Digital-Senior

At EY, you’ll have the chance to build a career as unique as you are, with the global scale, support, inclusive culture and technology to become the best version of you. And we’re counting on your unique voice and perspective to help EY become even better, too. Join us and build an exceptional experience for yourself, and a better working world for all. 

EY- Assurance – Senior – Digital

Role: GenAI / Agentic AI Evaluation Engineer (Quality, Safety & Reliability)

Position Details   

As part of EY GDS Assurance Digital, you will help design, build, and scale a standardized evaluation capability, focused on evaluating GenAI, RAG-based, and Agentic AI solutions before deployment.

This role sits at the intersection of AI evaluation engineering, Responsible AI, and GenAI security/red teaming. The primary objective is to ensure GenAI/agentic systems are safe, reliable, robust, and fit-for-purpose, by designing evaluation strategies, building repeatable test harnesses, and generating auditable evidence that supports go/no-go decisions.

You will work with global stakeholders (product teams, solution architects, risk & compliance, and assurance leadership) to define evaluation requirements, request test datasets from product teams, execute rigorous evaluations (functional + non-functional), and recommend mitigations and controls to reduce risk.

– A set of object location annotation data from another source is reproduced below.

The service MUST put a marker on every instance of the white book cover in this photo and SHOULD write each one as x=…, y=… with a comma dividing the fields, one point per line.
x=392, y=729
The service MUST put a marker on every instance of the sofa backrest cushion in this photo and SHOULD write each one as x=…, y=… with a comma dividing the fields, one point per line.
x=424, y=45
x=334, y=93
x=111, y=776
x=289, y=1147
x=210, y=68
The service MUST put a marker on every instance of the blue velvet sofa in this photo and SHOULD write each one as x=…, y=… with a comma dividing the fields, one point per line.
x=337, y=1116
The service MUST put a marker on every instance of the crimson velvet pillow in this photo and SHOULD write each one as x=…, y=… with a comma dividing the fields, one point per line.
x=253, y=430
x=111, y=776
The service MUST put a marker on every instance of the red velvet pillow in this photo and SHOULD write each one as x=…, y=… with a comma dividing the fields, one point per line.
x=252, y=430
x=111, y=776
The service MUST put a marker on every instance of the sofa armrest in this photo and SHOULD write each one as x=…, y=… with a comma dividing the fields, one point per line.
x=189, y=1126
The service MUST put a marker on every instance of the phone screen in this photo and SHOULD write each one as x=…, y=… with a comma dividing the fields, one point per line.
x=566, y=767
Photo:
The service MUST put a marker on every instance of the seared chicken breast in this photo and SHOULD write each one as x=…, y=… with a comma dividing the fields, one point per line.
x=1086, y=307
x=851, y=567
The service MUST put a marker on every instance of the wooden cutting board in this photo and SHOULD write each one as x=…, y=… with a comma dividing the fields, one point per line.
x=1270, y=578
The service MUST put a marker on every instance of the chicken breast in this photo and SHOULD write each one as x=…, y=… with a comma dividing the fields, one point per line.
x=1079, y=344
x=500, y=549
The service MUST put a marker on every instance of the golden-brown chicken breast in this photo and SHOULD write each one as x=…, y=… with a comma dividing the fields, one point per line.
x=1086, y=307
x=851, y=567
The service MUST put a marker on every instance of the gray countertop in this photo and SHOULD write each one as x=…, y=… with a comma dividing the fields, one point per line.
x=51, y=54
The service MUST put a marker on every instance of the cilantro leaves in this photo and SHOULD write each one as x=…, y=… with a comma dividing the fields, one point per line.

This is a core full-time role that requires a hands-on AI Development mindset, strong evaluation mindset, and the ability to translate risk concerns into practical testing strategies and measurable acceptance criteria.

Responsibilities

• Define and operationalize evaluation strategies for GenAI systems across use cases like Q&A assistants, summarization, extraction, drafting, agentic systems, and multi-step workflows.
• Translate business use-cases into a structured evaluation plan: scope, assumptions, success criteria, datasets, metrics, red-team scenarios, thresholds, and reporting requirements.
• Drive standardization: reusable evaluation templates, test case libraries, scoring rubrics, and reporting formats across product teams.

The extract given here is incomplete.